Being Up At Weird Hours Means I Pay Attention to the NBA

Dilettante, Peter King style...

1) As someone who wasted an early second round fantasy NBA pick on him, let me just give a big "Po'shyol 'na hui" to Andrei Kirilenko. Dude tanks the entire year. In the Conference semis, his PPG has been double the regular season ppg. RPG up 30%. Nearly a full assist and a full block per game more. Hope your debts to the Russian mafia have been paid off, Mr. Face-looks-like-an-Easter-Island-Statue.

2) I find it a little odd how the Golden State fans received so much praise by big media (sort of deserved, compared to the other fans in other arenas), but it was rare that they were compared to fans in college arenas. Golden State's fans were loud at the right time, fed off the energy on the court, basically did all the right things. But that's a pretty normal occurrence for a regular season conference matchup at about 40-50 gyms on college campuses. Exceptionally great NBA crowd = relatively decent college basketball program crowd.

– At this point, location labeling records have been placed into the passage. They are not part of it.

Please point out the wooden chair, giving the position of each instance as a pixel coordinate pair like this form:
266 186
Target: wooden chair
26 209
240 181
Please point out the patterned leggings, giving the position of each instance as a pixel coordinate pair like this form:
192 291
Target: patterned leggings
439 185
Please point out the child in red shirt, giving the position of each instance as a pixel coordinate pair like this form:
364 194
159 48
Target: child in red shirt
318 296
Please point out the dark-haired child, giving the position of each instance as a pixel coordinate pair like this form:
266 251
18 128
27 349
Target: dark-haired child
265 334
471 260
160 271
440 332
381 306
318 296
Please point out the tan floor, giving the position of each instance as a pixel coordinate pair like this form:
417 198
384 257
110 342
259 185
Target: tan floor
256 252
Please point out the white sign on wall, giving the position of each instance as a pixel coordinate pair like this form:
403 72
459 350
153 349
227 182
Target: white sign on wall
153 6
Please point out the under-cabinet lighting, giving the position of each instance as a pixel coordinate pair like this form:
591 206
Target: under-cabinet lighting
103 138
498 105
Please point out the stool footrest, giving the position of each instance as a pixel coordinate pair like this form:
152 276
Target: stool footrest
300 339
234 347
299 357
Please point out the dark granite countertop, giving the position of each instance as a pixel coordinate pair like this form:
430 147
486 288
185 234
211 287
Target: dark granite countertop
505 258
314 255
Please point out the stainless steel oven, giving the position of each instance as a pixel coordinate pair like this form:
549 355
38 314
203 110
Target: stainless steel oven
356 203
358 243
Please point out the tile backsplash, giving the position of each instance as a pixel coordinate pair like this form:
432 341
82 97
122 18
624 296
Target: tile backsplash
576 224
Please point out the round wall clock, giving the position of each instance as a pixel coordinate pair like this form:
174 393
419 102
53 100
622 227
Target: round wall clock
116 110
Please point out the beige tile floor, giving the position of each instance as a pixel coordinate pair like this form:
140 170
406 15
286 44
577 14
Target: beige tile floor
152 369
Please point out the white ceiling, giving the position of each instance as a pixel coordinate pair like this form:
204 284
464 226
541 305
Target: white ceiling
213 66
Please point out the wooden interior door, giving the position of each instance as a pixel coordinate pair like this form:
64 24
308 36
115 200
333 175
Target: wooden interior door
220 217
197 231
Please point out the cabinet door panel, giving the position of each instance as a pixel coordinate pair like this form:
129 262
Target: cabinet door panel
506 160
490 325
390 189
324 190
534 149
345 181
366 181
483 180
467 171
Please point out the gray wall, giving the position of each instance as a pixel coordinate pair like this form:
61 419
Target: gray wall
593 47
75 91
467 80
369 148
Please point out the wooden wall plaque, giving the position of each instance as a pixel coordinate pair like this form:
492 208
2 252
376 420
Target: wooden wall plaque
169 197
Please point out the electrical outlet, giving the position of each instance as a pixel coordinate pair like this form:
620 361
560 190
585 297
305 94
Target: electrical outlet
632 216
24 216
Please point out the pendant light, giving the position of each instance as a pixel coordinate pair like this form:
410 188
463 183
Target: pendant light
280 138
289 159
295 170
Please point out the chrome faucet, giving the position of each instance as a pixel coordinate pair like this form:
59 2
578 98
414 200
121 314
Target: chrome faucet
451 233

3) NBA referees make SEC football refs look like honest professionals.

4) Race seems to come up in the NBA more than in other sports. It's come up a bunch in reference to the suspensions in the Suns-Spurs series. Simmons always phrases it in terms of the difficulty in marketing a "black" league to a "white" league - and things like the dress code or harsh suspensions for fighting play into that. Here's something else that I was wondering about that kind of fits into that paradigm: Utah. Utah is one of the whitest states in the country. Arguably, no fan base in the NBA is "whiter" than fans in SLC. So the question I have is whether it's intentional that Utah's best 5 players are a white Russian (Kirilenko), a white Turk (Okur), a white American (Harpring), and two very light skinned African Americans (Williams and Boozer). Utah's a good team, and I don't think it's the situation where the Jazz chose a "whiter" looking team when they could've put together a better, but "blacker" team. But if all things are equal between two possible players for the Jazz to sign/draft, and one might seem "white" and the other not-as-much, would it be in the Jazz's financial interest to choose the player with whom the fans might identify better?

Needless to say, I don't want anyone to think I think there's anything better about "white" players as opposed to "black" players. I think such stereotypes and the coded language are often completely wrong as a descriptive matter, but always wrong from a moral perspective. That said, it's foolish to act as if such stereotypes don't exist, and since they do, I believe that team owners, from a business perspective, would be foolish not to consider stereotypes. I think they do take these things into consideration, though normally under the auspices of "fan relations" or media-training or something like that. The question is whether overt race-based decisionmaking should be allowed, even if it isn't the racism of the particular team (and let me be clear, I don't think Utah does use race-based decisionmaking - but I wonder if it is even considered and set aside) but racism/race-based considerations of consumers or fans. I think this is an interesting issue, and it's been rattling around in my head a lot recently. There's a flip side to it too, that maybe I'll delve into later, regarding the Atlanta Falcons.

5) I think Cleveland will win the East. And they, along with atrocious officiating putting LeBron on the line 20 times a game, might give the Spurs trouble.